Skip to main content

Overview

Planasonix automatically maintains your managed lakehouse tables to ensure optimal query performance and efficient storage usage. The maintenance scheduler runs daily as a background service, executing the right operations at the right frequency.

Operations

Snapshot & Version Expiry (Daily)

Removes old snapshots (Iceberg) and log entries (Delta) that exceed your retention period.
  • Default retention: 7 days
  • Safety: Always keeps at least 2 most recent snapshots/versions
  • Iceberg: Removes expired snapshots from metadata JSON, updates snapshot-log
  • Delta: Deletes old .json log files before the 2nd-to-last checkpoint

Orphan File Cleanup (Biweekly)

Detects and safely removes data files not referenced by any metadata.
1

Detect

Lists all files under data/ and cross-references with Iceberg manifests and Delta log add actions.
2

Stage

Moves unreferenced files to an orphans/ directory and creates a cleanup manifest.
3

Delete

On the next maintenance run, permanently deletes previously staged orphans.
The two-phase approach prevents accidental deletion of recently written files that may not yet appear in metadata.

Metadata Cleanup (Daily)

Keeps only the current + 3 previous metadata files:
  • Iceberg: .metadata.json files in metadata/
  • Delta: .checkpoint.parquet files in _delta_log/

Parquet File Compaction (Weekly)

Rewrites small Parquet files into larger ones for better query performance.
SettingDefaultRange
Target Size128 MB8–1024 MB
Min Files2
Process:
  1. Identifies Parquet files smaller than the target size
  2. Reads all rows and sorts by partition columns
  3. Writes new files at the target size
  4. Commits to both Iceberg (new snapshot) and Delta (new log entry)
  5. Refreshes column statistics (min/max, null counts) for up to 200 columns

Delta Log Checkpointing (Every 10 Versions)
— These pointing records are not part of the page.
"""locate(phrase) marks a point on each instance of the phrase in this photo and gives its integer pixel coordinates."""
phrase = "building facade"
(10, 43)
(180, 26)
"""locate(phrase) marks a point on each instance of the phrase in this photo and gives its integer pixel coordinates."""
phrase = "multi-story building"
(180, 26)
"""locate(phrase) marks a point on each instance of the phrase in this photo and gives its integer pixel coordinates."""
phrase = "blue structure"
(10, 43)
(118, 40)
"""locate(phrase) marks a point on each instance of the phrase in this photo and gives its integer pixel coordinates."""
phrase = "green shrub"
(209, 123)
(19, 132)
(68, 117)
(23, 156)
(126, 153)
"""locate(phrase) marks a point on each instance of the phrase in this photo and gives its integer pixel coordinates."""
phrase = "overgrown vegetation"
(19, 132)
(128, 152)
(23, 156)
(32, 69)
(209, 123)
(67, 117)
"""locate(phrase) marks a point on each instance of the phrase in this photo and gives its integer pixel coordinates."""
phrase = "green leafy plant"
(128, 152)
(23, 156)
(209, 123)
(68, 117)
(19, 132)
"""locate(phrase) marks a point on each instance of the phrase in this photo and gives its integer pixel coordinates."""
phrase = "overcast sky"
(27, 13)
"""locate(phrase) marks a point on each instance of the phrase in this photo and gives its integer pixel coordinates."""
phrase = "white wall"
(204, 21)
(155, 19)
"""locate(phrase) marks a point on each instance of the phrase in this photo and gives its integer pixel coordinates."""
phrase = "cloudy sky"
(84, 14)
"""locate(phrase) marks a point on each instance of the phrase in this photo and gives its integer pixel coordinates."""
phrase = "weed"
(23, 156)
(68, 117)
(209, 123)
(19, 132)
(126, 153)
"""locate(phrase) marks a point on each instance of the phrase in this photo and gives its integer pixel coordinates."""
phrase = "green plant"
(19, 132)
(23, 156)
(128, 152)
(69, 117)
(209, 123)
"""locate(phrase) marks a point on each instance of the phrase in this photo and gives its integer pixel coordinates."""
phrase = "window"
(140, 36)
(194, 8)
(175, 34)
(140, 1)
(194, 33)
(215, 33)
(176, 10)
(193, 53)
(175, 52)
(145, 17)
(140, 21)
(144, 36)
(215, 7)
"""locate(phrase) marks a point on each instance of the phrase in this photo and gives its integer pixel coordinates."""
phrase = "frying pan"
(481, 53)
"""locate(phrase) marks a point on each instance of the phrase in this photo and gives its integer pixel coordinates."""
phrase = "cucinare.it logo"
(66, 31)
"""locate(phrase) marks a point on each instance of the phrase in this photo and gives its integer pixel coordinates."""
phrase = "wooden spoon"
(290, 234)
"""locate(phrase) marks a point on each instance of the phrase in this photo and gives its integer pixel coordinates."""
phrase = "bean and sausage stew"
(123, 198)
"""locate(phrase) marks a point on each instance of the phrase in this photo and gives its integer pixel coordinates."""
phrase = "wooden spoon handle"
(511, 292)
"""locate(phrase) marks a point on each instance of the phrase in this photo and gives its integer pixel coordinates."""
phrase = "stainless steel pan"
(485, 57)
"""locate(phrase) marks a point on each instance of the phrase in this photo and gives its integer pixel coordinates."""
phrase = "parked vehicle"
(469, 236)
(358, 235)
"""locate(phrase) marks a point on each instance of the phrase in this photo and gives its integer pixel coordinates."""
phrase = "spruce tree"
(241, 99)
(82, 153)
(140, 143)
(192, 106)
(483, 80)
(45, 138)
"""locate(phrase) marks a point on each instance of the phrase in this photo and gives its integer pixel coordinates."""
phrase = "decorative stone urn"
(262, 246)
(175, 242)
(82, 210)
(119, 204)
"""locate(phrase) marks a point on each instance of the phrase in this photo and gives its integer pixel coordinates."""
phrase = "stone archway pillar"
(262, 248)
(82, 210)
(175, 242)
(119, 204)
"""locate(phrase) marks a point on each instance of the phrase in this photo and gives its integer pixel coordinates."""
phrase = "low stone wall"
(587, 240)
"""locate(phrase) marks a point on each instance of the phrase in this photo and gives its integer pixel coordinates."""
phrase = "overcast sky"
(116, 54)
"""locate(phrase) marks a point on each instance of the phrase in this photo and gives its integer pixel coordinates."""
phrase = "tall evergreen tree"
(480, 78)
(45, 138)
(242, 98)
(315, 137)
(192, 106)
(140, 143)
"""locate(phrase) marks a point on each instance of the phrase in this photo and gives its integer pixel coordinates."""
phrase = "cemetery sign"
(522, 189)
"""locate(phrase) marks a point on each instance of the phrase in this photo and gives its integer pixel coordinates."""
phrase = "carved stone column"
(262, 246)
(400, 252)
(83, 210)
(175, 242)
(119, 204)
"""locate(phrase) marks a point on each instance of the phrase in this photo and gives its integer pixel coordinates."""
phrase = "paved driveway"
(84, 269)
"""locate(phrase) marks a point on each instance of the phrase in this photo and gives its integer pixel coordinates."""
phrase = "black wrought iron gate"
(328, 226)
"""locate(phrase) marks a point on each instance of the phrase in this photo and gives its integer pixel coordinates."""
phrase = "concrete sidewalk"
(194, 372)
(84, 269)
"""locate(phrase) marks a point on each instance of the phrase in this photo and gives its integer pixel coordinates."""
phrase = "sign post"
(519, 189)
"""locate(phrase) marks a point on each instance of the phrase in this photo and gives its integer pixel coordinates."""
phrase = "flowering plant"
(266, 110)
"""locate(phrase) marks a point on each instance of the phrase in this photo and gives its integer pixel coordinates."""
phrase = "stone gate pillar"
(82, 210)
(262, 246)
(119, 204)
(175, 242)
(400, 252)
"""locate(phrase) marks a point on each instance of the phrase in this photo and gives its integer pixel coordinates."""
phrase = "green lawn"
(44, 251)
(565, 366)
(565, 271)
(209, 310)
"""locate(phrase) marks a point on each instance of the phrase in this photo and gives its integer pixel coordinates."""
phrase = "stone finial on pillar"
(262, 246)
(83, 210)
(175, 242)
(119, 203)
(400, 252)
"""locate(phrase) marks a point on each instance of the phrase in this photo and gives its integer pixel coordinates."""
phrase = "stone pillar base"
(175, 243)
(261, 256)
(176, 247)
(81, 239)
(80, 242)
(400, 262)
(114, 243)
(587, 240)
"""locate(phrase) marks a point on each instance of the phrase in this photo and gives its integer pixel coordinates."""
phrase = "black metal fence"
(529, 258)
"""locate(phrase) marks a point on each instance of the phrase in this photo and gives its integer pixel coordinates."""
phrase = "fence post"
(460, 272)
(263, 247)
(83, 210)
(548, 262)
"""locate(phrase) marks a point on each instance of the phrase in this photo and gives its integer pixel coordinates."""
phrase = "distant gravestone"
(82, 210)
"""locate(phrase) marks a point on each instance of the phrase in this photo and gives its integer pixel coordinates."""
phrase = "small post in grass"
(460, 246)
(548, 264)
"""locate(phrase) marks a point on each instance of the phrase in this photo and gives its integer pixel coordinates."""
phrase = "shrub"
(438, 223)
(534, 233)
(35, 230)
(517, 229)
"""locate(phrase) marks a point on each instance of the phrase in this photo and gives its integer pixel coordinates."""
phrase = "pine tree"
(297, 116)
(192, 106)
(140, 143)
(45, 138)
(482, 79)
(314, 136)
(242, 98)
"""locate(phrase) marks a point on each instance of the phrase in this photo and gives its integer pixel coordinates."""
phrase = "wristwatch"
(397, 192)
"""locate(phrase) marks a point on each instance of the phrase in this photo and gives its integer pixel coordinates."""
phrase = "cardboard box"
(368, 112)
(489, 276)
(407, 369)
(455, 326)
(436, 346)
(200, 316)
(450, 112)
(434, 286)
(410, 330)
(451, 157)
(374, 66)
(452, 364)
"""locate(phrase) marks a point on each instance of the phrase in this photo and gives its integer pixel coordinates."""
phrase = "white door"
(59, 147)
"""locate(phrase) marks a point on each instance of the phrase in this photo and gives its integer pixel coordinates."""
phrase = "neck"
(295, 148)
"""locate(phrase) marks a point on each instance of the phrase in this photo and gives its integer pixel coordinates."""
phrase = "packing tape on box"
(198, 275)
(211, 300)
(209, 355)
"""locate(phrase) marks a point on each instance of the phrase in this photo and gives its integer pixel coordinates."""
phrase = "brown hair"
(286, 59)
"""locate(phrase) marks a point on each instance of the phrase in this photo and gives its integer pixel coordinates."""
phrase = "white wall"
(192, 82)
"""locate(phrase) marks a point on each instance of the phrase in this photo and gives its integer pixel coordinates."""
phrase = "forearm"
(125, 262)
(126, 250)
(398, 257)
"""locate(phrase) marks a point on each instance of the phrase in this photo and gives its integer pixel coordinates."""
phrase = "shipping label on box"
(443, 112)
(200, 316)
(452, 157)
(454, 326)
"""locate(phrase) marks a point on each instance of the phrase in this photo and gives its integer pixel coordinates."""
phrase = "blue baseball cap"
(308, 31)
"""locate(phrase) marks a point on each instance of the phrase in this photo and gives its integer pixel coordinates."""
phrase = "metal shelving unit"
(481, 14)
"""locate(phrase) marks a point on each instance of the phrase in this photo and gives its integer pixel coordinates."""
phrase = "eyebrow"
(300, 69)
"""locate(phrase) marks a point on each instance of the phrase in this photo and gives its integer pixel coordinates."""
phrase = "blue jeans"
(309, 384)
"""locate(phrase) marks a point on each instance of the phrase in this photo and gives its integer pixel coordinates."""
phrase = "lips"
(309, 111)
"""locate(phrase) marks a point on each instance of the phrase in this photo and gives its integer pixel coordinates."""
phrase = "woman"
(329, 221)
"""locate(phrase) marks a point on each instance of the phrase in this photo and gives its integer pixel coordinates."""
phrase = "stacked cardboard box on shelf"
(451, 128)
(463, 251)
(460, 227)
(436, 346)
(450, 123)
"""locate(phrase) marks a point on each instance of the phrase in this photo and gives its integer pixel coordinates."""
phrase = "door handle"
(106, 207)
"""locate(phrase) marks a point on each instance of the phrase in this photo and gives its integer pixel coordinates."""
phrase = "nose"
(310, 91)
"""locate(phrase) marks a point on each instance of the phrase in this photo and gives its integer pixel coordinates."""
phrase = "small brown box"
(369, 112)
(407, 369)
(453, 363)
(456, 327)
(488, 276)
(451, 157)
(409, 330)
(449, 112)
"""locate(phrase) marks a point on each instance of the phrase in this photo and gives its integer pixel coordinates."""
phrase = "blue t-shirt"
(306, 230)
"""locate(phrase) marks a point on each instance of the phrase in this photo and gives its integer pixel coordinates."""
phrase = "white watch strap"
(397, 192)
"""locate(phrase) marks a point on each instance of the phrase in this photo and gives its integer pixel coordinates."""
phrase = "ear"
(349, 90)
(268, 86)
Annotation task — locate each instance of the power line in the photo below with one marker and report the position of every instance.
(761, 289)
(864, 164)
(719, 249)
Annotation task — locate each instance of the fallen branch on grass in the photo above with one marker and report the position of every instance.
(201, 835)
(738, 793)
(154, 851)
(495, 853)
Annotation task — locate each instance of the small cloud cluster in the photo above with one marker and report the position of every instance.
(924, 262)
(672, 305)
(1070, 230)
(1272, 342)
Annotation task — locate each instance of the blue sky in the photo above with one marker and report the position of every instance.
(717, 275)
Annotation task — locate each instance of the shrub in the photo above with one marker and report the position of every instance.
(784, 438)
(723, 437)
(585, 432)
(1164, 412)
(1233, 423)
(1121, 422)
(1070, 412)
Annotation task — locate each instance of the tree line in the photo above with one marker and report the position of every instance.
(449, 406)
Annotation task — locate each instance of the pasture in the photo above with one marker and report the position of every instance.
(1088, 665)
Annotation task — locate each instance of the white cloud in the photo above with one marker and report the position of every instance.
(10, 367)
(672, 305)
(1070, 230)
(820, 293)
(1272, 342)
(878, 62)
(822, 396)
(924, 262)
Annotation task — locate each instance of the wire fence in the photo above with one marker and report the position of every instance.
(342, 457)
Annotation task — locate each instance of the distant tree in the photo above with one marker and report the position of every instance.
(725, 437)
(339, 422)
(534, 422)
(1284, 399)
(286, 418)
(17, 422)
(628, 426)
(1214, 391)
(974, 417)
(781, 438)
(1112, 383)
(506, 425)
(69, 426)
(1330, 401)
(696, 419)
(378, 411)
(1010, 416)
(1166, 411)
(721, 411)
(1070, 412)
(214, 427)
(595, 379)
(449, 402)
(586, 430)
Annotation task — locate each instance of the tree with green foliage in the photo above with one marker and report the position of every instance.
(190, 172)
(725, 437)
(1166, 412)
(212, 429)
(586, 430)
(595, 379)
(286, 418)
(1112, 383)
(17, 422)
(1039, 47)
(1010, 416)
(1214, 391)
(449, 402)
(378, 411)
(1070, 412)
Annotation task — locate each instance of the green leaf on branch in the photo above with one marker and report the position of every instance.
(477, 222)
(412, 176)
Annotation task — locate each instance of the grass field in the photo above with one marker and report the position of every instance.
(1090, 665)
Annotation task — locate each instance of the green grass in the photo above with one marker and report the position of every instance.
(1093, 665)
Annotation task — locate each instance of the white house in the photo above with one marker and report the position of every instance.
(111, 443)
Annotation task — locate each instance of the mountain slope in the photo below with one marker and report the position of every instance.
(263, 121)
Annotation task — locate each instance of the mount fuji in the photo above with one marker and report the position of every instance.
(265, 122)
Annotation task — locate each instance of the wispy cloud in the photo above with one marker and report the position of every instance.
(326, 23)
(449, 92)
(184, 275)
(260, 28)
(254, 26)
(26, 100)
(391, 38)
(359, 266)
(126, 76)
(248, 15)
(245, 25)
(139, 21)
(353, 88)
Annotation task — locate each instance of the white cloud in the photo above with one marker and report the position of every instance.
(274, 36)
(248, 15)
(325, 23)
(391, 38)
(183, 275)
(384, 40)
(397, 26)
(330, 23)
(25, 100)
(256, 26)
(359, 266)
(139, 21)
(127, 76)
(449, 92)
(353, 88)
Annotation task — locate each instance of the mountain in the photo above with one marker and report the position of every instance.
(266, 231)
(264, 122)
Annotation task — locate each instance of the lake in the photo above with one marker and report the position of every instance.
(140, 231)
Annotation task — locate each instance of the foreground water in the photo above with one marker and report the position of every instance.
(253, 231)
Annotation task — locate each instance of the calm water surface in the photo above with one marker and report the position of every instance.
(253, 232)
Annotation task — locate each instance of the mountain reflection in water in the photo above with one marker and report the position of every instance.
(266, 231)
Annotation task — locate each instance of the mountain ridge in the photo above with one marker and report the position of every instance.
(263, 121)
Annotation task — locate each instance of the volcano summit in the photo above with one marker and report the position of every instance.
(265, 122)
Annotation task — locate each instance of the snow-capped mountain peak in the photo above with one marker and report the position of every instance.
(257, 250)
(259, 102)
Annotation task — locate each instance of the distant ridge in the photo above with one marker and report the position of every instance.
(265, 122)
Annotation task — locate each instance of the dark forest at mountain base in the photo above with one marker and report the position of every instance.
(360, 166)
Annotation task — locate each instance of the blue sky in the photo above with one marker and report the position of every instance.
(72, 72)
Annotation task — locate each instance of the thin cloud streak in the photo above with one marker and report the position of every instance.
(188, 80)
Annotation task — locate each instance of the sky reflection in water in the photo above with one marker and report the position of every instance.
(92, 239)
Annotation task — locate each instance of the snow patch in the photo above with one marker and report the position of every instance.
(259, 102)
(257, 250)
Writes a checkpoint file every 10 Delta log versions to speed up log replay for query engines.

Delete Marker Cleanup (Daily, Delta Only)

Removes Delta remove actions (tombstones) older than min(7 days, retention period).

Configuration

Per-Table Settings

Update maintenance config via API:
curl -X PUT https://api.planasonix.com/api/managed-lakehouse/tables/{id}/maintenance/config \
  -H "Authorization: Bearer flx_your_api_key" \
  -H "Content-Type: application/json" \
  -d '{
    "snapshotRetentionDays": 14,
    "compactionTargetMb": 256
  }'

View Current Config

curl https://api.planasonix.com/api/managed-lakehouse/tables/{id}/maintenance/config \
  -H "Authorization: Bearer flx_your_api_key"
Response:
{
  "snapshotRetentionDays": 14,
  "compactionTargetMb": 256,
  "lastMaintenanceAt": "2026-04-09T02:00:00Z",
  "nextMaintenanceAt": "2026-04-10T02:00:00Z"
}

Manual Trigger

Trigger any maintenance operation on demand:
curl -X POST https://api.planasonix.com/api/managed-lakehouse/tables/{id}/maintenance \
  -H "Authorization: Bearer flx_your_api_key" \
  -H "Content-Type: application/json" \
  -d '{"operation": "compaction"}'
Available operations:
  • snapshot_expiry — Expire old Iceberg snapshots
  • version_expiry — Expire old Delta log versions (alias for Delta format)
  • orphan_cleanup — Detect and stage/delete orphan files
  • compaction — Compact small Parquet files
  • metadata_cleanup — Remove old metadata files
  • delta_checkpoint — Write Delta checkpoint
  • delete_marker_cleanup — Clean up Delta delete markers
  • full_maintenance — Run all operations sequentially

Maintenance History

View past maintenance runs:
curl https://api.planasonix.com/api/managed-lakehouse/tables/{id}/maintenance/history \
  -H "Authorization: Bearer flx_your_api_key"
Response:
{
  "runs": [
    {
      "id": "run-uuid",
      "operation": "compaction",
      "status": "completed",
      "filesRemoved": 0,
      "filesCompacted": 12,
      "bytesReclaimed": 52428800,
      "snapshotsExpired": 0,
      "startedAt": "2026-04-09T02:00:00Z",
      "completedAt": "2026-04-09T02:01:30Z",
      "durationMs": 90000
    }
  ]
}

Scheduler Behavior

  • Frequency: Runs every 24 hours
  • Concurrency: Up to 4 tables maintained concurrently
  • Initial delay: 30 seconds after server startup
  • Ordering: Processes tables by next_maintenance_at (oldest first)
  • Limits: Processes up to 100 tables per cycle